糖尿病性腎症と腎硬化症の割合が年々増加する傾向が続いており、慢性糸球体腎炎の割合は減少しています。
糖尿病性腎症による末期腎不全は、1998年に慢性糸球体腎炎と入れ替わって透析導入の原疾患の第1位になり、更には増え続け、現在約半数近くを占めるようになりました。
糖尿病性腎症の場合、腎機能障害の進行が他より早く、心不全症状も出やすいため、他の病気よりも早く透析を導入しなければなりません。
【腹膜透析】
お腹の中に透析液を入れて、腹膜という胃腸などを覆っている膜によって水や老廃物を濾し、再び透析液を体外に出す方法です。

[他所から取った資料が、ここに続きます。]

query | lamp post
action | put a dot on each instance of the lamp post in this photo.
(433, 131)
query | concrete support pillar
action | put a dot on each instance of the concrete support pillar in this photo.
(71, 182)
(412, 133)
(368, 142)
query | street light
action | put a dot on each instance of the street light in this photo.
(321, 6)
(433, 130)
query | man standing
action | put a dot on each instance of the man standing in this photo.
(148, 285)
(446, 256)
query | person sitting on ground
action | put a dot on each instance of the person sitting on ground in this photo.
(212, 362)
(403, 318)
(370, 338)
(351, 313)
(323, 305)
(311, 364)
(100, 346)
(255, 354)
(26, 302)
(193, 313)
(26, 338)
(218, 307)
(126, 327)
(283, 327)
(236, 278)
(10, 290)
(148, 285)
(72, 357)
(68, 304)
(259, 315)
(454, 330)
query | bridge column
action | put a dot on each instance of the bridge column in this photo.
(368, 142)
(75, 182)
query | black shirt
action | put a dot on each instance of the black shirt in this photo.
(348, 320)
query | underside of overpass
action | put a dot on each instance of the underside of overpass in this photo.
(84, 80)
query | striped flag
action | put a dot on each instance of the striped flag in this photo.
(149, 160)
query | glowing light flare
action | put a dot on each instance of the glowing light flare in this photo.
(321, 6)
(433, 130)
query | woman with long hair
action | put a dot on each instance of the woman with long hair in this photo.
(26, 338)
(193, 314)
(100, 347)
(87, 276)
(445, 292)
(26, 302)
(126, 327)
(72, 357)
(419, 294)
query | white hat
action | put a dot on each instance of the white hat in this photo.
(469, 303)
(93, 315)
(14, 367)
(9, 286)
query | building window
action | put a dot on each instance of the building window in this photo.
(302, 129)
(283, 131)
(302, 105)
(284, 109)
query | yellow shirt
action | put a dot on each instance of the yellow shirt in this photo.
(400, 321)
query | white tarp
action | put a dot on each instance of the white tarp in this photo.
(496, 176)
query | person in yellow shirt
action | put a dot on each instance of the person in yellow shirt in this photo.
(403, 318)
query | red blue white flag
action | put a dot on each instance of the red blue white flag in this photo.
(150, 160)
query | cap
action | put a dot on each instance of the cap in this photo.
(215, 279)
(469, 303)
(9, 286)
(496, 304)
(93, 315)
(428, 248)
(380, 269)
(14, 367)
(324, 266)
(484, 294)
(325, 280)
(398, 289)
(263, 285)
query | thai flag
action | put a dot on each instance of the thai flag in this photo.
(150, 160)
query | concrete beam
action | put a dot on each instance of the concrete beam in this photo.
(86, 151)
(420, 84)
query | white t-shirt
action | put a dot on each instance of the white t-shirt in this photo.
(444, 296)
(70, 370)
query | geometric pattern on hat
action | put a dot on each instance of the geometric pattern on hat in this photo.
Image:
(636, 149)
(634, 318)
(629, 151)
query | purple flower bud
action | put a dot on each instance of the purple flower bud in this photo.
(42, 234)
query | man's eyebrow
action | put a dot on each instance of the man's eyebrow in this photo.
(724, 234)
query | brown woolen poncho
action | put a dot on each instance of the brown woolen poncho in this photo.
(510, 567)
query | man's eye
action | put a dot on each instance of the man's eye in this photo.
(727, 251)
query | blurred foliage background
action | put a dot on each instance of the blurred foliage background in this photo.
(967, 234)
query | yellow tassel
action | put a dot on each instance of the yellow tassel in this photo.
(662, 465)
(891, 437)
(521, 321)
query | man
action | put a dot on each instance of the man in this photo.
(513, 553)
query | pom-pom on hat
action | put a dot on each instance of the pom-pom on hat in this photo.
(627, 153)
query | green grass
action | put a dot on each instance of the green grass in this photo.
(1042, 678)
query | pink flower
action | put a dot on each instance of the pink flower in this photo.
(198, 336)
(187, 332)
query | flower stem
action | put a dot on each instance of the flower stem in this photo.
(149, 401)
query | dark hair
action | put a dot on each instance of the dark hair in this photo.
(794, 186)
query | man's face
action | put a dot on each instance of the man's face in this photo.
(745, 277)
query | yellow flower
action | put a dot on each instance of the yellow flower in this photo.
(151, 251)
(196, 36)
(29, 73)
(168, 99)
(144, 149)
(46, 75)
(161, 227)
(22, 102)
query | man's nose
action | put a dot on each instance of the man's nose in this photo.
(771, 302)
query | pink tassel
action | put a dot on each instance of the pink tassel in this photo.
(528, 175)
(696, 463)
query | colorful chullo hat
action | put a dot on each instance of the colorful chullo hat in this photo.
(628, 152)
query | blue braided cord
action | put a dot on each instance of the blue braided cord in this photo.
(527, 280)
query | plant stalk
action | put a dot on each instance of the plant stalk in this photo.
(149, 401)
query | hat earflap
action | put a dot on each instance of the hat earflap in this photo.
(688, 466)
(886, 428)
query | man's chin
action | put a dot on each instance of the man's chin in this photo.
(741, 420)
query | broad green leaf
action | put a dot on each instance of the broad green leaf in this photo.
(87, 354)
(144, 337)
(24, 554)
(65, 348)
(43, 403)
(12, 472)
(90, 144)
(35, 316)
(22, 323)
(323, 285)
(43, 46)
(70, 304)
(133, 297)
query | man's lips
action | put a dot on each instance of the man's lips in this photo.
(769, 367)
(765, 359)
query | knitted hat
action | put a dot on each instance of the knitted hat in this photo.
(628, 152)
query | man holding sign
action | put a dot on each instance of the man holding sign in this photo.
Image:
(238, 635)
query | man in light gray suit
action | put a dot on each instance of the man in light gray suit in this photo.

おなかのなかに人工の管(カテーテル)を入れる必要があります。
腹膜は次第に濾過する機能が落ちるため、数年でつかえなくなってしまいます。
また、腹膜にバイ菌が入って腹膜炎をおこしたり、まれに腹膜がかたくなって被嚢性腹膜硬化症という重い合併症を起こすことがあります。
⑤腎移植
他人の腎臓を自分の体の中に植え込む手術を行います。植え込んだ腎臓が体に合えば(生着)、自分の腎臓同然となり、透析を行う必要がなくなります。
このような点で、移植は慢性腎不全の治療法のなかで唯一根治する可能性のある治療ですが、血縁者を中心に、腎臓を提供(臓器提供)する人がいなければ、行えない治療です。また、腎臓が生着するために免疫抑制剤という薬を飲まなければなりません。